I don’t suppose there is a way of scanning the mmd or latex output from scrivener in order to get footnotes put back in?
(not exactly a scrivener question, I know, but maybe somebody has tried and managed to do this some way).

Declan

I’m not terribly familiar with industrial grade footnotes and citations, but found some instructions here for using Bookends with LaTeX. You’ll probably need to integrate with BibTeX, but that is just a guess.

I’m having the same issue; (upgraded to Snow Leopard with a clean install lastnight.)

On reinstall of scrivener, I was having the same issues. My best guess is that MMD isn’t installed at all. I can’t remember whether Scrivener was supposed to install that itself, or whether I manually installed MMD a few months ago.

UPDATE: Installed MMD into ~Library/App*/Multimarkdown and /Library*/Multimarkdown.
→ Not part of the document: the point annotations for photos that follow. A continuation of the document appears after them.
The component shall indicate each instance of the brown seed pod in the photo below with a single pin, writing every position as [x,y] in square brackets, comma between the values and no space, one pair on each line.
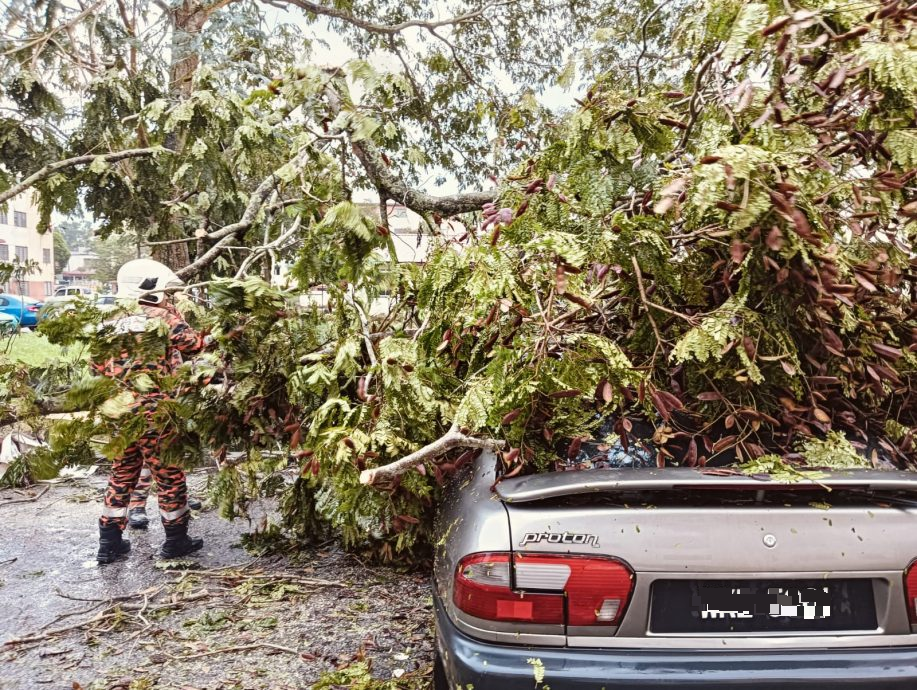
[511,416]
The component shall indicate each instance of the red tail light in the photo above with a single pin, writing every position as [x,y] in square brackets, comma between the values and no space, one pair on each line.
[543,588]
[910,591]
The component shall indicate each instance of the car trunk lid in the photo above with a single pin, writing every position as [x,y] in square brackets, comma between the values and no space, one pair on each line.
[839,540]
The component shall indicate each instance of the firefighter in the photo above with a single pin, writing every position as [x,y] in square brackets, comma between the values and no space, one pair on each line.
[136,280]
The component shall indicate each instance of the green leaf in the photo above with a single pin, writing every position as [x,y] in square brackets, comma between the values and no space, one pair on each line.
[118,406]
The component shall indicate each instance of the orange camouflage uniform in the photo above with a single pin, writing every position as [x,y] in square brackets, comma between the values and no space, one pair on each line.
[126,470]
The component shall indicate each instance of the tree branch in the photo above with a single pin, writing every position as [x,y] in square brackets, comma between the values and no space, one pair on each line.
[392,186]
[452,439]
[52,168]
[388,29]
[228,233]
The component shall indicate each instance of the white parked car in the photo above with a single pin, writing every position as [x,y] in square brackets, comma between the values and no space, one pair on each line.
[69,293]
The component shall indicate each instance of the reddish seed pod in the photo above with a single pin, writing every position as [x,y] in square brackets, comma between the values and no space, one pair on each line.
[775,26]
[673,123]
[855,33]
[573,450]
[570,393]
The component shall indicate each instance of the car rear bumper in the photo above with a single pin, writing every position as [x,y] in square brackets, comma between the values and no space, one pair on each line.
[484,666]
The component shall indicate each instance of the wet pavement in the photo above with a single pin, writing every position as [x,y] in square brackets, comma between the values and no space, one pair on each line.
[47,565]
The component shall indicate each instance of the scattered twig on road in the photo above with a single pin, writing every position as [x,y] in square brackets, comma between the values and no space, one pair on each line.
[26,500]
[240,648]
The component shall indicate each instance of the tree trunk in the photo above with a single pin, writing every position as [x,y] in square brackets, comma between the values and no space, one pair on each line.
[188,20]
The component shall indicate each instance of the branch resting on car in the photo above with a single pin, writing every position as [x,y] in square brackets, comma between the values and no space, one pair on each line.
[454,438]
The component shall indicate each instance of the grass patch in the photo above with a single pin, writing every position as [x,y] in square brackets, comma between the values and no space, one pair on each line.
[34,349]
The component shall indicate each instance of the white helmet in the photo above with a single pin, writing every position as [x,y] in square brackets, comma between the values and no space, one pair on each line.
[142,275]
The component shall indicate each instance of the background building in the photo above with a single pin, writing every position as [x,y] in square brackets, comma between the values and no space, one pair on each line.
[20,242]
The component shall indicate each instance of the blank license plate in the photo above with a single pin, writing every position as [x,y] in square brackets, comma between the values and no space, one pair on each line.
[749,606]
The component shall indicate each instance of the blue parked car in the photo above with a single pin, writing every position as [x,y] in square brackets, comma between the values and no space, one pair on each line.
[24,309]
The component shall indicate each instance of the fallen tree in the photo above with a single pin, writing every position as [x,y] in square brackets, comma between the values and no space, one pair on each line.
[726,262]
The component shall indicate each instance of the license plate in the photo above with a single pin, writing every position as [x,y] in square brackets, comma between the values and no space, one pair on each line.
[749,606]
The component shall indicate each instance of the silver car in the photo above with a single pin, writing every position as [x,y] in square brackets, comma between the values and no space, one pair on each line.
[676,577]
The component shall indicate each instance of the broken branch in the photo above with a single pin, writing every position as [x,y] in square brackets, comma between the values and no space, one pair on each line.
[452,439]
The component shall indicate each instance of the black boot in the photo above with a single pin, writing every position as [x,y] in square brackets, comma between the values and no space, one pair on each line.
[137,519]
[112,545]
[178,543]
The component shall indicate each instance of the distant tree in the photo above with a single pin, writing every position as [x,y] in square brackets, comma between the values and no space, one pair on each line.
[61,252]
[77,233]
[111,253]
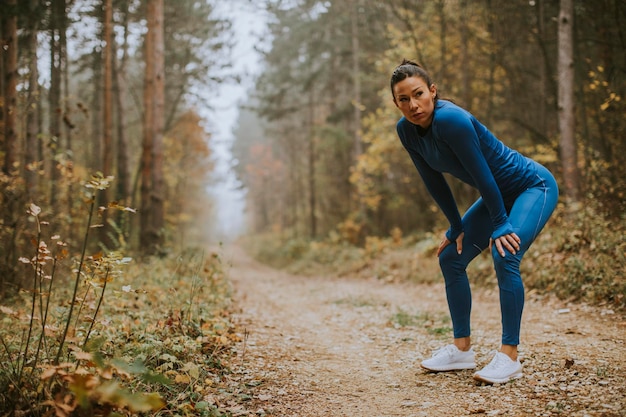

Still no luck. I can’t figure out what’s going on with Scrivener.

Fixed it!

I went into applications directory and opened up the Srivener application’s package file and replaced the default MMD install with a fresh one from Fletcher’s website.

That took care of the footnotes.

But, unfortunately, my HTML output and my RTF output is wonky. The HTML doesn’t wrap in the browser and the RTF comes out all black.

Oh well, as long as LaTeX export works I’m happy.

I am puzzled by these recent reports of external MMD installations not getting picked up by Scrivener. I have put it on my list of things to investigate. I think whatever is happening will be fixed by 2.0.

The wrapping issue in HTML might be CSS related. Debugging that is unfortunately a little difficult because there are so many variables involved. If you have no idea what I’m talking about then you are probably using the built-in Scrivener generated CSS, and that is somewhat at the mercy of your formatting settings in the third tab, though I am not aware of any condition there that could cause the page width to increase, or paragraphs to change their wrapping model.

The black RTF thing is a known issue. I believe it started in one of the more recent Snow Leopard updates. I only noticed it recently though, so it is hard to know for sure. What I do know is that it is simply a cosmetic problem which can be fixed by changing the text background colour back to white.